When talking about typography and graphic design, one cannot ignore the phenomenal, subversive influence of Jan Tschichold. A German book designer, calligrapher, typographer, and artist at heart, Tschichold was one of the most influential 20th-century figures in the field, forever changing the path of graphic design and typography. In 1923, Tschichold presented his works in the Bauhaus exhibition in the Weimar Republic (the name given to the German government from 1918-1933), where he was presented as a Modernist designer. He later joined the Bauhaus movement. His conspicuous recruitment into and support of the movement manifested in his rejection of traditional fonts and symmetrical writing composition, and in embracing sans-serif typefaces and asymmetrical writing styles. His book Die neue Typographie (published in 1928) modernized and revolutionized the field of typography, while still respecting and paying homage to classic graphic design.
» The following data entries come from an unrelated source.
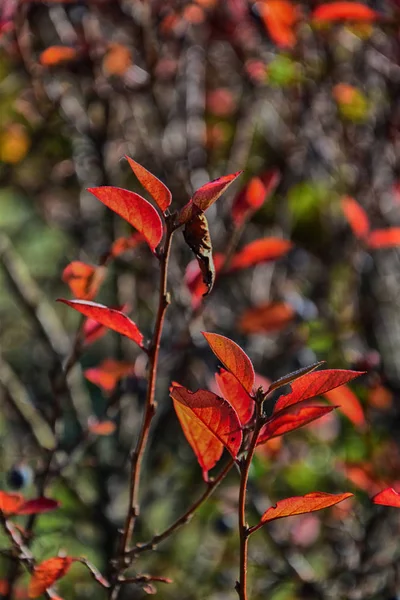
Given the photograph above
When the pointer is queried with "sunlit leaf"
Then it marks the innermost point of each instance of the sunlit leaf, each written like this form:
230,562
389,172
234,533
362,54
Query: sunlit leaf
134,209
233,358
109,317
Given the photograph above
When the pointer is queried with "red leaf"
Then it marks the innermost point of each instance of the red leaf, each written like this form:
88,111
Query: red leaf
388,497
298,505
236,395
259,251
134,209
268,317
315,384
47,573
291,418
83,280
109,317
356,217
157,190
344,11
107,374
37,506
233,358
384,238
56,55
280,18
209,423
349,404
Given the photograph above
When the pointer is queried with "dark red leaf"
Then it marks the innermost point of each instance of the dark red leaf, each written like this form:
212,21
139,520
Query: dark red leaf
134,209
233,358
109,317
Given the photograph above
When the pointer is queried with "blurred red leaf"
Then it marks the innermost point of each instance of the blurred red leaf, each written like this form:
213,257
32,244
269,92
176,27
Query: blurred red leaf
56,55
291,418
384,238
83,280
315,384
134,209
107,374
209,423
268,317
233,358
109,317
157,190
47,573
356,217
298,505
344,11
388,497
259,251
236,395
348,403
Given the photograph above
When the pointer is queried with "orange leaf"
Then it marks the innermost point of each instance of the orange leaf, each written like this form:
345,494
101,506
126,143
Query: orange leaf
47,573
262,250
344,11
356,217
56,55
349,404
315,384
100,427
84,280
157,190
268,317
107,374
388,497
209,423
384,238
298,505
233,358
109,317
134,209
236,395
291,418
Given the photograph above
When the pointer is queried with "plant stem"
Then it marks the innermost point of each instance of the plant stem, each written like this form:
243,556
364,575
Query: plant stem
244,531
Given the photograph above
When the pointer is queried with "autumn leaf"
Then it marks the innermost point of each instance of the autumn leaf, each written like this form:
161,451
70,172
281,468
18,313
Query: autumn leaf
263,250
236,395
387,497
107,374
233,358
344,11
267,317
384,238
315,384
157,190
356,216
47,573
209,423
134,209
298,505
109,317
83,280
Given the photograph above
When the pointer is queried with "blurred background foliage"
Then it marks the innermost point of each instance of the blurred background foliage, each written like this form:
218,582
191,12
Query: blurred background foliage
193,91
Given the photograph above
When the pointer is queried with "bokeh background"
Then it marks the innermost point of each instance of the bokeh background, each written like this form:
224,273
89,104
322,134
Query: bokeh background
193,91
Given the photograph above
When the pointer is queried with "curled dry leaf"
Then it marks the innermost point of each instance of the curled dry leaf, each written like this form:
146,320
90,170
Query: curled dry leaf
157,190
109,317
356,216
47,573
134,209
209,423
298,505
387,497
197,237
233,358
83,280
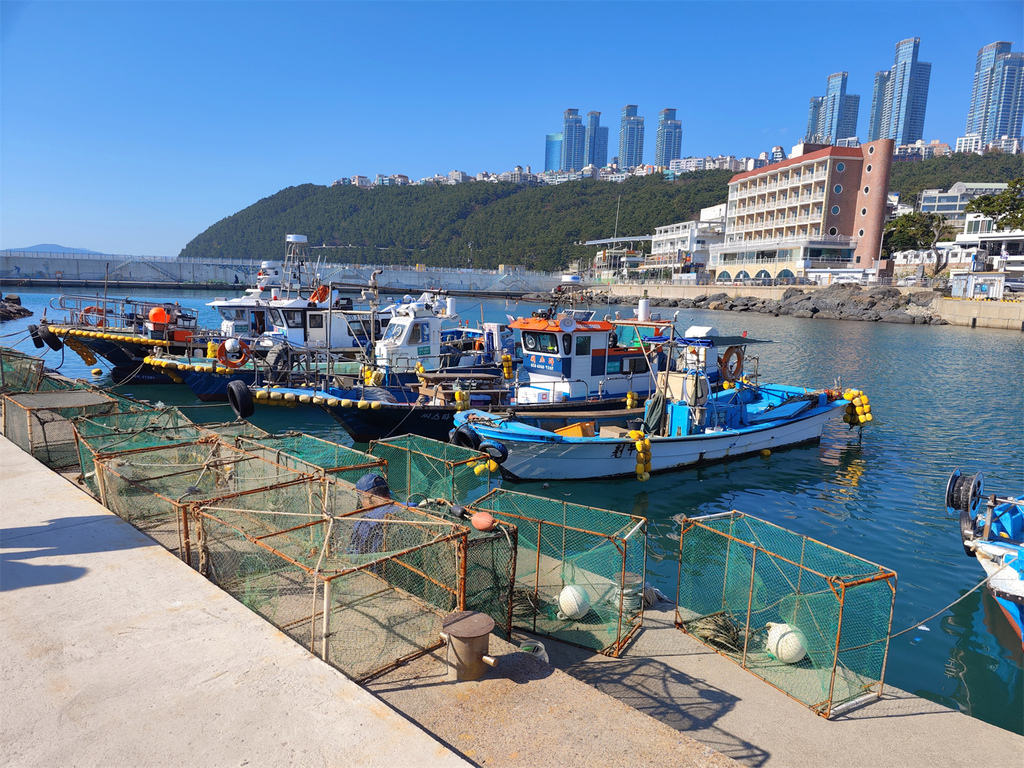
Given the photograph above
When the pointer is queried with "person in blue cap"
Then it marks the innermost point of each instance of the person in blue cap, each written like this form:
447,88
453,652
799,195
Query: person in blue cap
368,536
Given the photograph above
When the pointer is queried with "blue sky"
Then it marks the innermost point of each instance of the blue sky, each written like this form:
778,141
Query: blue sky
131,127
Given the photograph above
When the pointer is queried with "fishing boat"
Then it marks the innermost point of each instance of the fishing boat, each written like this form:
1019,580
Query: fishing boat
992,531
687,422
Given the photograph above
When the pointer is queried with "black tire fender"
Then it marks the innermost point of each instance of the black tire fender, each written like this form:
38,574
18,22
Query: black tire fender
241,399
34,334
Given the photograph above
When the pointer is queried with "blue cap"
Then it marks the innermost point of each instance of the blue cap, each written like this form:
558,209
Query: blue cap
371,483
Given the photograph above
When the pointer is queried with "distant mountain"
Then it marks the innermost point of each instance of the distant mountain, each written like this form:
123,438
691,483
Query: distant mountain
51,248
Between the years of 1947-1949, Tschichold continuously designed more than 500 book covers for the Penguin Books publication house; in fact, he invented the classic orange Penguin paperback covers that we all know. His designs not only conveyed the essence of the books themselves, but also revolutionized the standard practices relating to the modern usage of typographical fonts. He thought that adherence to the tenets of classical typography were all integral to a book’s endless function. Ever since Penguin published their first paperback, they’ve gone on to create some of the most iconic book covers in the history of graphic design. As their primary book designer, Tschichold was committed to his philosophy of color – orange books were fiction, green was for crime, and blue for biographies. This improved the readability and consistency of a hefty amount of titles in the Penguin books catalogue.

Tschischold also concocted different typefaces and sans-serif font types, which ultimately deemed him a threat to the German culture and the Nazi regime, likely because of the aesthetical power of Nazi propaganda and the belief that different designs and fonts could challenge the regime’s power over the subservient individuals, as well as branding him a communist sympathizer. Hence, the Nazis seized much of his work before he was officially able to leave the country. Eventually he managed to seek refuge in Switzerland, with very little of his own works and inventions in his possession.

That being said, he didn’t let the fascist regime break his spirit, and managed to play a seminal role in the entire trajectory of 20th-century typography and graphic design.